Humanistic psychologists regard abnormal behaviour as the failure to achieve self-actualisation. The humanistic approach casts the problem in a different light, not as that of defining abnormality but as that of defining normality.
Jahoda (1958), looked at ‘optimal living’, in other words, this is what a person needs to get the most satisfaction, enjoyment and fulfilment out of their life while also making a positive contribution to society.
There were six elements for Jahodas ‘optimal living’.
They were: -
- Positive attitudes towards self
- Growth and development
- Autonomy
- Accurate perception of reality
- Environmental competence
- Positive interpersonal relationships.
(Hayes 1994)
To conclude; explanations for atypical behaviour have changed throughout the last fifty years and means it is very difficult to define normal and abnormal behaviour, this is shown in Rosenhan and Jahoda’s experiments.

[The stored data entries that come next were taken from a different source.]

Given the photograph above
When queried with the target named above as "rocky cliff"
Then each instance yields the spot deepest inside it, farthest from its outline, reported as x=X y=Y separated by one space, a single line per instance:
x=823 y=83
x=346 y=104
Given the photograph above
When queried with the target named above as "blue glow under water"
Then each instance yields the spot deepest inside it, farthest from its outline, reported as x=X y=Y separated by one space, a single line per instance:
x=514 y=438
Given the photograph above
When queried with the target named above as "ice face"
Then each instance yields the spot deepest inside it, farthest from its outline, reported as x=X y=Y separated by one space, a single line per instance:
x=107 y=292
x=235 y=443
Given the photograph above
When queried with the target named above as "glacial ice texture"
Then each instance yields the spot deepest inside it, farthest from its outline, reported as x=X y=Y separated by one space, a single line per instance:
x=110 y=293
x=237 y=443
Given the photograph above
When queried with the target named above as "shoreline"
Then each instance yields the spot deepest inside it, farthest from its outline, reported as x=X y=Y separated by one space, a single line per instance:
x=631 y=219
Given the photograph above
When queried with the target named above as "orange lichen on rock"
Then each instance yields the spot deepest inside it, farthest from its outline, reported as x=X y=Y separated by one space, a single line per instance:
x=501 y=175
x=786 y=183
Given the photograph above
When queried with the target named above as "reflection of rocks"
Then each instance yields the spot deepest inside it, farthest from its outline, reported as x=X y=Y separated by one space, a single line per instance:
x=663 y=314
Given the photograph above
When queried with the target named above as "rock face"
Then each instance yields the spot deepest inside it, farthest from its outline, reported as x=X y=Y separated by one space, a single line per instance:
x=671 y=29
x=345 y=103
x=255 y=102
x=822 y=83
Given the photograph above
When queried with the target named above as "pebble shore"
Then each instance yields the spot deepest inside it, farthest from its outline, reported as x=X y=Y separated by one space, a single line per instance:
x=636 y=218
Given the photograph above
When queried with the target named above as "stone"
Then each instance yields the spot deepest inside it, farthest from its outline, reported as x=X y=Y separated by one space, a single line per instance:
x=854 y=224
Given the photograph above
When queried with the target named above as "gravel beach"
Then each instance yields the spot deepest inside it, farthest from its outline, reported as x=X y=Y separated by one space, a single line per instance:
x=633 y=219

We saw when we examined homosexuality that societies views are always changing, this means that classifications of atypical behaviour are always changing too. It is clear that society plays a huge part in deciding what is acceptable and non-acceptable, and therefore draws a fine line between normal and abnormal behaviour, which in my opinion cannot be drawn due to different individual people and different cultures around us.